Snap Judgment
- Genre: Radio documentary
- Running time: 1 hour
- Country of origin: United States
- Language: English
- Syndicates: Public Radio Exchange
- Hosted by: Snap Judgment Studios
- Starring: Glynn Washington
- Created by: Glynn Washington
- Executive producer: Mark Ristich
- Edited by: Anna Sussman
- Original release: July 2010
- Website: snapjudgment.org
- Podcast: itunes.apple.com/us/podcast/id283657561c

= Snap Judgment (radio program) =

Radio program and podcast

Snap Judgment is a weekly storytelling radio program and podcast, produced in Oakland, California and distributed by Public Radio Exchange, created by Glynn Washington and Mark Ristich, and hosted by Glynn Washington.

Guests have included comedian Dhaya Lakshminarayanan, Antwan Williams, Alison Becker, Ise Lyfe and Earlonne Woods.
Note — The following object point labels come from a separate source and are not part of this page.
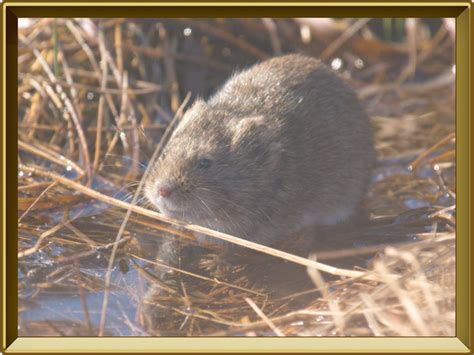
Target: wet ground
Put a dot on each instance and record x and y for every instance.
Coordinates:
(165, 284)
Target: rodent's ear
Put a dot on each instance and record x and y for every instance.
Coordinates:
(247, 127)
(190, 114)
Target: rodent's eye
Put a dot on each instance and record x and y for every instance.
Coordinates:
(204, 163)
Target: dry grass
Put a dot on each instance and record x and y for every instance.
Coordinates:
(94, 98)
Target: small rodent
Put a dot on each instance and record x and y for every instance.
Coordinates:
(282, 145)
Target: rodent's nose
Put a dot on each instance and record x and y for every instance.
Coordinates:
(165, 191)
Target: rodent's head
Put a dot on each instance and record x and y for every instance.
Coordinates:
(215, 167)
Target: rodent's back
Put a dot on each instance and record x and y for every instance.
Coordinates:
(308, 148)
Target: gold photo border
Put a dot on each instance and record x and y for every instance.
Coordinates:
(11, 343)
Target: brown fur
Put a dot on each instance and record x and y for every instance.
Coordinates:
(289, 144)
Each episode is made up of narrative pieces on a common theme. The program first aired in July 2010. As of November 2017, the podcast was downloaded approximately 2 million times per month, and the program is broadcast across more than 450 radio stations nationwide.

==History==
In 2008, Glynn Washington won the Public Radio Talent Quest, a talent contest staged by Public Radio Exchange and Corporation for Public Broadcasting. Glynn later secured a grant from the Corporation for Public Broadcasting that provided initial seed funding to launch Snap Judgment as a radio and podcast program in 2010.

From 2015 through 2020 Snap Judgment was distributed by WNYC. From 2020 to 2021, the program was broadcast in Canada on CBC Radio One. Snap Judgment is currently distributed by PRX.

In 2017, Snap Judgment Studios launched its first spinoff program, "Snap Judgment Presents 'Spooked'". Spooked immediately leapt the charts to become one of Podtrac's "Top Ten New Podcasts of the Year" and reached the Number One spot on Apple Podcasts. Glynn hosted and helped produce the "Heaven's Gate" podcast with Pineapple Street Media, which also went to Number One on Apple Podcasts. In April 2023, Spooked became a weekly podcast, and later that year Spooked LIVE performed sold out shows in both Los Angeles and Oakland.

In 2022 Glynn Washington and Mark Ristich were inducted into the Podcast Hall of Fame.

In August 2023, KQED acquired Snap Judgment Studios KQED.

On October 26, 2023, the production employees of Snap Judgment voted overwhelmingly to be represented by NABET-CWA Local 51.